NI Covid app will be able to swap data with Republic’s app

Northern app being developed by same Waterford company

The Covid Tracker Ireland app has been downloaded more than 1 million times since it was released in the Apple and Android app stores on Monday evening. Photograph: PA Wire

The Covid Tracker Ireland app has been downloaded more than 1 million times since it was released in the Apple and Android app stores on Monday evening. Photograph: PA Wire

 

The Republic’s Covid Tracker app will be able to swap information with the app for Northern Ireland when the latter is released in coming weeks, the HSE has confirmed.

This comes as Nearform, the Waterford company behind the app in the Republic, works with health authorities in the North and in other locations to develop similar technologies. The apps in the Republic and the North will use the same source code.

There were concerns that the use of separate apps in Northern Ireland and the Republic would cause issues for people living in Border areas, and people travelling between the two jurisdictions.

HSE chief information officer Fran Thompson confirmed the State’s app would work in tandem with the Northern app, which is being readied for release.

“We will have interoperability between the two jurisdictions,” he said. “They’ll exchange those [bluetooth] keys.”

The Covid Tracker Ireland app has been downloaded more than 1 million times since it was released in the Apple and Android app stores on Monday evening.

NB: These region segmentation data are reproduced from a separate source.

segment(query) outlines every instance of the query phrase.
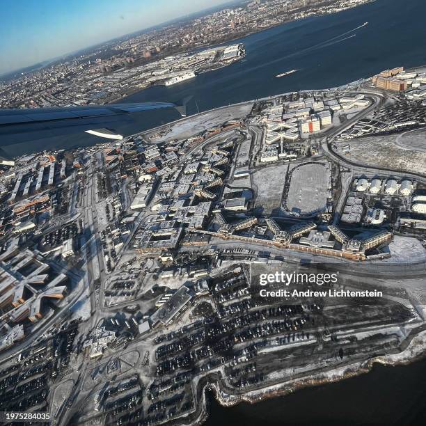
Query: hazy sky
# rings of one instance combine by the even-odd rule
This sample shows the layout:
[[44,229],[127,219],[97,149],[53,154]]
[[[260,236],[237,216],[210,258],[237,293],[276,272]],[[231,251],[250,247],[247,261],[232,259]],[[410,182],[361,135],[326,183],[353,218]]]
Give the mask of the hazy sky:
[[229,0],[0,0],[0,74]]

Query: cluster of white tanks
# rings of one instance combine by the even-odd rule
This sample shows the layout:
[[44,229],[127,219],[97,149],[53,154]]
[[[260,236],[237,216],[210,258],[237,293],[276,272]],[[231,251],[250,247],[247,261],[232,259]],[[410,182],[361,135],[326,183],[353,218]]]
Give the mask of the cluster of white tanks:
[[[381,179],[372,179],[371,182],[365,178],[361,178],[356,181],[356,189],[358,192],[364,192],[367,190],[371,194],[379,194],[383,189],[384,182]],[[398,183],[395,179],[388,179],[384,184],[384,193],[387,195],[395,195],[399,194],[404,197],[409,196],[413,192],[414,184],[413,182],[404,180]]]
[[416,213],[426,214],[426,196],[416,196],[413,197],[411,210]]

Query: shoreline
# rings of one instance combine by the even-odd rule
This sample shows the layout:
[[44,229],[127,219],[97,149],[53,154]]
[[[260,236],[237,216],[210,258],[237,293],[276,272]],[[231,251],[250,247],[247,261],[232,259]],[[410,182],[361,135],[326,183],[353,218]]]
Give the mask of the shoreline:
[[[363,6],[364,5],[366,5],[366,4],[369,4],[370,3],[374,3],[374,1],[376,1],[376,0],[367,0],[366,1],[363,3],[362,4],[358,4],[358,5],[355,5],[355,6],[349,6],[349,7],[347,7],[347,8],[345,8],[343,9],[341,9],[341,10],[337,11],[337,12],[333,12],[332,13],[328,13],[326,12],[323,12],[323,13],[320,13],[320,12],[318,13],[315,13],[313,15],[310,15],[306,16],[306,17],[296,17],[294,19],[290,19],[288,20],[280,22],[279,24],[275,24],[274,25],[271,25],[270,26],[268,26],[267,28],[262,28],[262,29],[253,29],[253,31],[247,31],[246,33],[243,33],[242,34],[239,34],[238,36],[237,36],[235,37],[231,37],[230,38],[226,39],[226,40],[222,41],[222,42],[216,42],[216,43],[209,43],[209,44],[207,44],[207,45],[204,45],[203,46],[191,47],[191,48],[189,49],[187,51],[187,53],[191,53],[191,52],[195,52],[196,50],[204,50],[204,49],[212,49],[214,47],[219,47],[222,46],[223,45],[226,45],[226,44],[229,43],[229,42],[235,42],[236,40],[242,40],[241,42],[242,44],[244,44],[244,42],[242,42],[242,39],[245,38],[246,38],[246,37],[248,37],[249,36],[253,36],[254,34],[258,34],[260,33],[262,33],[264,31],[268,31],[269,29],[272,29],[274,28],[277,28],[278,26],[281,26],[281,25],[285,25],[287,24],[290,24],[292,22],[296,22],[297,21],[301,21],[303,19],[308,19],[308,18],[320,17],[322,17],[322,16],[327,15],[336,15],[336,14],[340,13],[341,12],[344,12],[345,10],[349,10],[351,9],[354,9],[354,8],[358,8],[358,7],[361,7],[361,6]],[[180,54],[178,53],[176,54]],[[242,59],[243,59],[243,58],[242,58]],[[241,59],[239,60],[239,61],[237,61],[235,62],[240,62],[240,61],[241,61]],[[233,63],[230,63],[230,64],[227,64],[227,65],[225,65],[223,66],[219,67],[218,68],[214,68],[213,70],[210,70],[208,71],[203,72],[202,72],[200,74],[204,74],[205,72],[211,72],[212,71],[215,71],[216,70],[219,70],[219,69],[223,68],[224,67],[227,67],[227,66],[231,65]],[[129,69],[132,70],[132,68],[129,68]],[[123,100],[123,99],[124,99],[124,98],[125,98],[125,97],[127,97],[128,96],[130,96],[132,95],[134,95],[135,93],[138,93],[139,92],[142,92],[143,90],[147,90],[148,88],[150,88],[151,87],[155,87],[157,86],[160,86],[160,85],[152,84],[152,85],[148,85],[148,86],[147,86],[146,87],[145,87],[143,88],[135,88],[134,90],[129,90],[128,92],[126,92],[125,93],[122,95],[120,97],[111,97],[110,99],[106,99],[106,100],[105,100],[105,102],[102,104],[109,104],[116,103],[118,101],[120,101],[120,100]]]
[[[249,391],[242,395],[228,395],[220,388],[220,384],[216,381],[203,386],[201,393],[201,412],[196,419],[194,425],[201,426],[210,415],[207,391],[211,391],[218,404],[221,407],[235,407],[242,402],[255,404],[258,402],[279,397],[285,397],[299,390],[336,383],[356,377],[371,372],[374,364],[386,367],[408,365],[426,358],[426,330],[413,336],[408,346],[400,352],[371,358],[364,361],[349,364],[329,372],[319,372],[302,379],[294,379],[281,384],[271,385],[264,388]],[[327,377],[328,376],[328,377]],[[182,423],[189,425],[189,423]]]

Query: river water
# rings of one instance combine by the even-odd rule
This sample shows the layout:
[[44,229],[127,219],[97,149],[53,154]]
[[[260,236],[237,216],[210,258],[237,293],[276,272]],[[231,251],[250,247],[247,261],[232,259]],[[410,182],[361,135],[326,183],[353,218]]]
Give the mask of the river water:
[[[377,0],[339,13],[310,17],[244,37],[246,58],[181,84],[153,86],[120,102],[179,102],[191,96],[192,114],[245,100],[309,88],[336,87],[385,68],[426,64],[426,1]],[[363,26],[365,22],[368,25]],[[278,74],[298,71],[282,78]],[[179,118],[173,109],[139,113],[114,128],[132,134]],[[14,155],[70,148],[102,140],[86,134],[5,147]]]
[[426,359],[375,365],[341,381],[257,404],[223,407],[210,395],[205,426],[420,426],[426,424]]

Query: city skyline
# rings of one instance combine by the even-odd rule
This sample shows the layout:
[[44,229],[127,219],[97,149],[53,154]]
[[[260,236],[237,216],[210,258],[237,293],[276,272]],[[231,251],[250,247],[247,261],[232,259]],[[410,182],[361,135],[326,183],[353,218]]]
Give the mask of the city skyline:
[[27,0],[3,5],[0,76],[228,2]]

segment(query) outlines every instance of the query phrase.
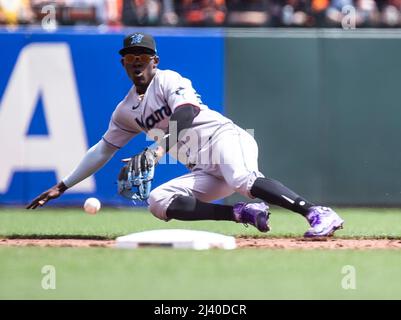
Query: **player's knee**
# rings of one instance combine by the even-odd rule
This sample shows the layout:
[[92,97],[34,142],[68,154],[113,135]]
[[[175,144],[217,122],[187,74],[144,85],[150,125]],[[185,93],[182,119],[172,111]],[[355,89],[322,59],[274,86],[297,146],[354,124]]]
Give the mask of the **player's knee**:
[[149,211],[156,218],[167,221],[168,218],[166,216],[166,211],[169,202],[169,197],[167,195],[163,192],[158,192],[157,189],[155,189],[149,195]]

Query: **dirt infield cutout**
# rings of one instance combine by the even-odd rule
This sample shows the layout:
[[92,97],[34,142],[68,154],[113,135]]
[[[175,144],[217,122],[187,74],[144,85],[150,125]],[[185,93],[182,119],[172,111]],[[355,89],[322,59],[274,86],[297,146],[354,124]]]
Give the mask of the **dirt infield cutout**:
[[[401,239],[341,238],[250,238],[236,239],[238,248],[257,249],[401,249]],[[115,246],[114,240],[98,239],[0,239],[0,247],[104,247]]]

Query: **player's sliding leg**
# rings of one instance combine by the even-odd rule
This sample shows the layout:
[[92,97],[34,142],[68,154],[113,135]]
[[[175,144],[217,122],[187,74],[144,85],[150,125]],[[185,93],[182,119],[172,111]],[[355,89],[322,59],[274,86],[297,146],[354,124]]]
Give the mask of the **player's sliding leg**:
[[270,230],[268,206],[264,203],[238,203],[235,206],[202,202],[192,196],[177,196],[166,212],[168,219],[226,220],[255,226],[261,232]]
[[311,226],[305,237],[330,236],[344,223],[332,209],[308,202],[273,179],[257,178],[250,193],[255,198],[302,214]]
[[314,206],[313,203],[297,195],[281,182],[269,178],[257,178],[250,193],[255,198],[300,213],[303,216],[306,216],[309,209]]

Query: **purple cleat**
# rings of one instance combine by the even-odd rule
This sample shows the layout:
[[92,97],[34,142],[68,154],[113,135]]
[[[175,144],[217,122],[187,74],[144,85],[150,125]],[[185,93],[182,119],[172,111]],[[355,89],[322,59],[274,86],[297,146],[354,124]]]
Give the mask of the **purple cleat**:
[[320,206],[311,207],[306,219],[311,226],[304,234],[307,238],[332,236],[344,223],[334,210]]
[[255,226],[260,232],[267,232],[269,227],[269,207],[261,203],[245,203],[238,202],[234,205],[235,221],[251,224]]

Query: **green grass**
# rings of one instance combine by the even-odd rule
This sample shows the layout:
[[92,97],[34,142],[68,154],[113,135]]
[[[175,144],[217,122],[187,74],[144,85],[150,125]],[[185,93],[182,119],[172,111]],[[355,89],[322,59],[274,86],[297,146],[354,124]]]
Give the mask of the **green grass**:
[[[400,210],[341,209],[338,237],[400,237]],[[305,221],[274,210],[268,236],[300,236]],[[114,238],[159,228],[192,228],[265,236],[230,222],[174,222],[151,214],[103,209],[0,210],[0,237]],[[0,247],[0,299],[401,299],[398,250],[189,251],[169,249]],[[45,265],[56,289],[41,287]],[[356,271],[356,289],[341,287],[342,268]]]
[[[0,299],[400,299],[398,251],[0,248]],[[41,287],[44,265],[56,289]],[[345,265],[356,289],[341,287]]]

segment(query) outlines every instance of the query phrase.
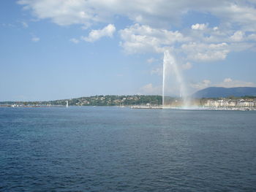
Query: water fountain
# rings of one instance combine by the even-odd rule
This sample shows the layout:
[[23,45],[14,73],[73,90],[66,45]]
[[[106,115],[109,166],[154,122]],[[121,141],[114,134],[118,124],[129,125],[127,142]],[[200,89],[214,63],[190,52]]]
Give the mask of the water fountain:
[[183,80],[183,77],[181,74],[180,69],[177,64],[177,62],[173,57],[170,53],[169,50],[165,50],[164,52],[164,60],[163,60],[163,67],[162,67],[162,108],[166,108],[165,104],[165,84],[166,84],[166,74],[169,70],[172,70],[176,76],[176,82],[179,87],[179,95],[183,101],[182,108],[187,108],[189,107],[189,99],[188,98],[185,83]]

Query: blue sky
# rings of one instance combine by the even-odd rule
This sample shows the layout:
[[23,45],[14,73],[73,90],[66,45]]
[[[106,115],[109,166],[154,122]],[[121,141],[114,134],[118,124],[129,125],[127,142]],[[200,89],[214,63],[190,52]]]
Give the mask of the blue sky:
[[0,101],[256,86],[255,1],[1,1]]

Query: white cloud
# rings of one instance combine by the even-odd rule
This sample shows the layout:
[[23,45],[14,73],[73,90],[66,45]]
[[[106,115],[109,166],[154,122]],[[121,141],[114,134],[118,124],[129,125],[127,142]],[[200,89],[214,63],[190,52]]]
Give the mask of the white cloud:
[[154,58],[150,58],[148,59],[147,59],[147,63],[148,64],[152,64],[154,62],[156,62],[156,59]]
[[234,42],[241,42],[243,40],[244,33],[241,31],[238,31],[234,33],[233,36],[230,37],[230,39]]
[[256,2],[236,0],[116,1],[116,0],[20,0],[18,4],[39,19],[59,25],[110,22],[123,15],[135,23],[152,26],[178,23],[189,11],[208,12],[223,22],[256,28]]
[[31,41],[34,42],[37,42],[40,40],[40,38],[37,37],[33,37],[31,38]]
[[93,42],[103,37],[113,37],[113,34],[115,31],[115,26],[109,24],[102,29],[91,30],[88,37],[82,37],[81,39],[86,42]]
[[197,61],[224,60],[230,52],[227,44],[206,44],[192,42],[181,45],[181,50],[189,59]]
[[157,74],[157,75],[162,76],[162,67],[157,67],[157,68],[153,69],[150,72],[150,73],[151,74]]
[[79,40],[75,39],[75,38],[72,38],[69,39],[69,41],[75,43],[75,44],[78,44],[79,42]]
[[154,28],[138,23],[120,30],[119,34],[122,39],[120,45],[127,53],[162,53],[165,47],[188,40],[178,31]]
[[237,88],[237,87],[255,87],[255,83],[252,82],[245,82],[242,80],[233,80],[231,78],[225,78],[223,82],[215,85],[216,87]]
[[[18,3],[37,19],[49,19],[60,26],[79,24],[88,28],[94,24],[112,23],[116,16],[128,18],[137,24],[119,31],[120,45],[127,53],[162,53],[167,48],[184,54],[186,62],[213,61],[225,59],[231,51],[252,49],[255,42],[248,41],[256,39],[256,1],[252,0],[19,0]],[[219,24],[208,28],[208,23],[195,23],[180,31],[167,29],[181,23],[181,20],[192,12],[210,14]],[[115,31],[110,24],[92,30],[82,39],[94,42],[102,37],[111,37]]]
[[181,66],[182,66],[183,69],[187,70],[187,69],[191,69],[192,65],[191,63],[187,62],[185,64],[183,64]]
[[197,24],[195,24],[195,25],[192,25],[191,26],[191,28],[192,29],[195,29],[195,30],[203,30],[203,29],[206,29],[208,26],[208,23],[207,24],[205,24],[205,23],[202,23],[202,24],[199,24],[199,23],[197,23]]

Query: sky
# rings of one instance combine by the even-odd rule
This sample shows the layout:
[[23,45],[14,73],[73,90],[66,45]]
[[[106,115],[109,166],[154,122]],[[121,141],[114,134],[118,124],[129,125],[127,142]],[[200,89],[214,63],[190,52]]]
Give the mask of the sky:
[[[256,87],[255,0],[4,0],[0,101]],[[173,72],[166,93],[178,96]]]

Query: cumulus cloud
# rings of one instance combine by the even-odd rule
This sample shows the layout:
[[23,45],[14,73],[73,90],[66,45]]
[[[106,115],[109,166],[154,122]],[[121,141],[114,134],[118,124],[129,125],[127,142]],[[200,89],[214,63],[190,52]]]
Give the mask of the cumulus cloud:
[[185,64],[183,64],[181,66],[183,69],[188,70],[192,68],[192,65],[191,63],[187,62]]
[[256,2],[253,1],[19,0],[18,3],[37,18],[50,19],[61,26],[89,26],[94,22],[109,22],[120,15],[135,23],[167,26],[179,23],[181,16],[189,11],[195,11],[209,12],[223,22],[256,28]]
[[[37,19],[48,19],[60,26],[79,24],[88,28],[112,23],[116,16],[127,18],[136,24],[118,34],[121,47],[129,54],[162,53],[170,49],[184,55],[185,63],[213,61],[225,59],[231,51],[252,49],[256,41],[255,1],[19,0],[18,3]],[[211,23],[195,23],[184,30],[170,31],[191,12],[211,14],[219,25],[210,28]],[[92,42],[102,37],[111,37],[115,31],[114,25],[110,24],[81,39]]]
[[242,80],[233,80],[231,78],[225,78],[224,80],[215,85],[217,87],[236,88],[236,87],[255,87],[255,83],[252,82],[245,82]]
[[230,37],[230,39],[234,42],[241,42],[243,40],[244,32],[241,31],[238,31],[234,33],[233,36]]
[[188,58],[197,61],[224,60],[230,52],[227,43],[206,44],[192,42],[181,45]]
[[138,23],[120,30],[119,34],[122,40],[120,45],[127,53],[162,53],[165,47],[189,40],[177,31],[154,28]]
[[208,26],[208,23],[207,24],[205,24],[205,23],[202,23],[202,24],[199,24],[199,23],[197,23],[197,24],[195,24],[195,25],[192,25],[191,26],[191,28],[192,29],[195,29],[195,30],[203,30],[203,29],[206,29]]
[[93,42],[103,37],[112,37],[115,31],[115,26],[109,24],[102,29],[91,30],[88,37],[82,37],[81,39],[86,42]]

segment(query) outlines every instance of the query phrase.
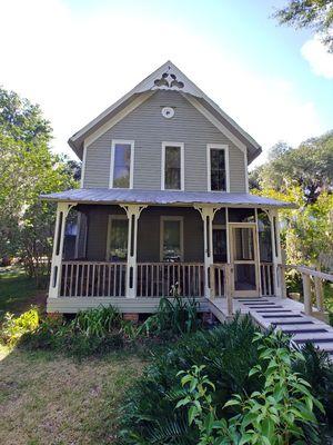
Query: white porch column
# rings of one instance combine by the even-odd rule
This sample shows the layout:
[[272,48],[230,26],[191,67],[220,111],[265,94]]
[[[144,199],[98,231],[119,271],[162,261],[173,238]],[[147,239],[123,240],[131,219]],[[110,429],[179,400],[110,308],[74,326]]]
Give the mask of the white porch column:
[[128,237],[128,266],[127,266],[127,290],[128,298],[137,297],[137,246],[138,246],[138,221],[141,211],[148,206],[129,204],[121,206],[129,218],[129,237]]
[[[278,265],[282,264],[278,210],[270,209],[269,217],[270,217],[270,221],[271,221],[274,294],[276,297],[282,297],[283,296],[282,279],[281,279],[281,276],[279,274],[279,268],[278,268]],[[275,220],[275,224],[274,224],[274,220]],[[281,274],[284,274],[283,269],[281,269]]]
[[194,206],[200,211],[203,220],[203,246],[204,246],[204,296],[211,298],[211,289],[209,287],[209,270],[214,263],[213,258],[213,219],[220,207],[212,206]]
[[70,202],[58,202],[57,206],[57,219],[56,219],[56,229],[53,238],[49,298],[59,297],[65,219],[70,209],[74,206],[75,204],[70,204]]

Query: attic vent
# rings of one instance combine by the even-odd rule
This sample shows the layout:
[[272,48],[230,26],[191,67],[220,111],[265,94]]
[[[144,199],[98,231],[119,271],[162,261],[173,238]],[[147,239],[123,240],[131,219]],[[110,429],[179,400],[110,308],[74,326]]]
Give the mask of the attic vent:
[[154,86],[161,89],[182,89],[184,88],[184,83],[181,80],[176,79],[176,76],[169,72],[170,67],[168,69],[168,72],[163,72],[161,76],[161,79],[154,80]]

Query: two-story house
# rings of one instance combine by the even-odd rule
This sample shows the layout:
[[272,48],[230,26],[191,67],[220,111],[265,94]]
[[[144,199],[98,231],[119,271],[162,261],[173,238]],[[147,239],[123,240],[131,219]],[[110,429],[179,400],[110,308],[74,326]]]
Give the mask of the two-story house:
[[42,197],[58,202],[49,312],[150,313],[174,284],[200,301],[281,295],[278,209],[291,205],[249,194],[261,147],[172,62],[69,145],[81,188]]

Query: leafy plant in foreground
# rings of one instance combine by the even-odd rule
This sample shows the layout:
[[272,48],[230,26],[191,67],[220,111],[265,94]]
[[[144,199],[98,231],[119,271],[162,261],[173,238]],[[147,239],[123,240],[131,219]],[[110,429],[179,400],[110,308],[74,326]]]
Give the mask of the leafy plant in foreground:
[[[186,395],[176,404],[176,408],[188,407],[189,425],[194,424],[200,432],[199,445],[289,445],[305,444],[305,433],[311,434],[311,443],[321,443],[317,435],[317,422],[313,407],[323,412],[322,404],[311,394],[310,384],[292,372],[292,362],[304,360],[297,352],[291,352],[279,345],[279,335],[264,337],[256,334],[260,364],[250,370],[250,376],[264,378],[262,390],[251,396],[235,394],[224,404],[224,408],[235,407],[239,413],[226,419],[216,416],[212,405],[215,386],[202,375],[204,366],[192,366],[183,375],[182,386]],[[304,431],[307,426],[307,431]]]
[[7,313],[0,329],[0,340],[4,345],[14,346],[23,334],[31,333],[38,328],[39,320],[38,309],[33,307],[19,317]]

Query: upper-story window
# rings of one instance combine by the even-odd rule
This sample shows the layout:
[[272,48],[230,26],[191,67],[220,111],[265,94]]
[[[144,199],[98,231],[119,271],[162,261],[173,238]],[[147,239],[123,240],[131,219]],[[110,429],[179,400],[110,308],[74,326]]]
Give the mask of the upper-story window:
[[162,144],[162,190],[184,189],[184,145]]
[[133,187],[134,141],[112,140],[111,147],[111,188]]
[[228,146],[208,145],[208,188],[210,191],[229,191]]

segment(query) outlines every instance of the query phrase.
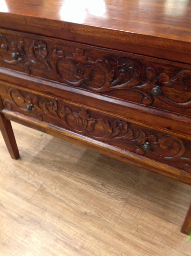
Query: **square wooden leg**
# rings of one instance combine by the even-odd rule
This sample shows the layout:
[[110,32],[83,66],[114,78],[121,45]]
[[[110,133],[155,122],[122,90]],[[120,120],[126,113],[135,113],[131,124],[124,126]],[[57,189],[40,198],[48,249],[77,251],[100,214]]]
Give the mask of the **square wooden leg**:
[[191,204],[181,229],[181,232],[189,235],[191,232]]
[[19,157],[19,152],[11,122],[6,119],[0,113],[0,130],[11,157],[17,159]]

Although Apple did not comment, industry experts believe the app holds the record for the most downloads in a single day in Ireland on the App Store.

Digital handshake

The app works by using the bluetooth signal on your phone to exchange a digital “handshake” with another device also running the Covid Tracker app when users come within two metres of each other for more than 15 minutes.

The anonymous keys are stored in a log on the phone, which the HSE may ask users to upload if they receive a positive diagnosis for Covid-19. That log can then be used to track unnamed contacts, with an alert delivered to affected people through the app. Google and Apple worked on technology to allow their devices to exchange information, using a system called exposure notification services.

In Britain, government technology unit NHSX scrapped its plans for a centralised contact tracing app last month, with the British government confirming it would work on a second app using the Google and Apple exposure notification technology.

Mr Thompson also confirmed that Nearform was behind the recently released contact tracing app in Gibraltar, called Beat Covid Gibraltar.

“There’s a lot of international cooperation and support around this one,” he said. “We’ve got help from people and provided help to people as well.”

The source code for the app may also be used in other regions in the future, including the US, with Mr Thompson saying there were talks with other countries taking place.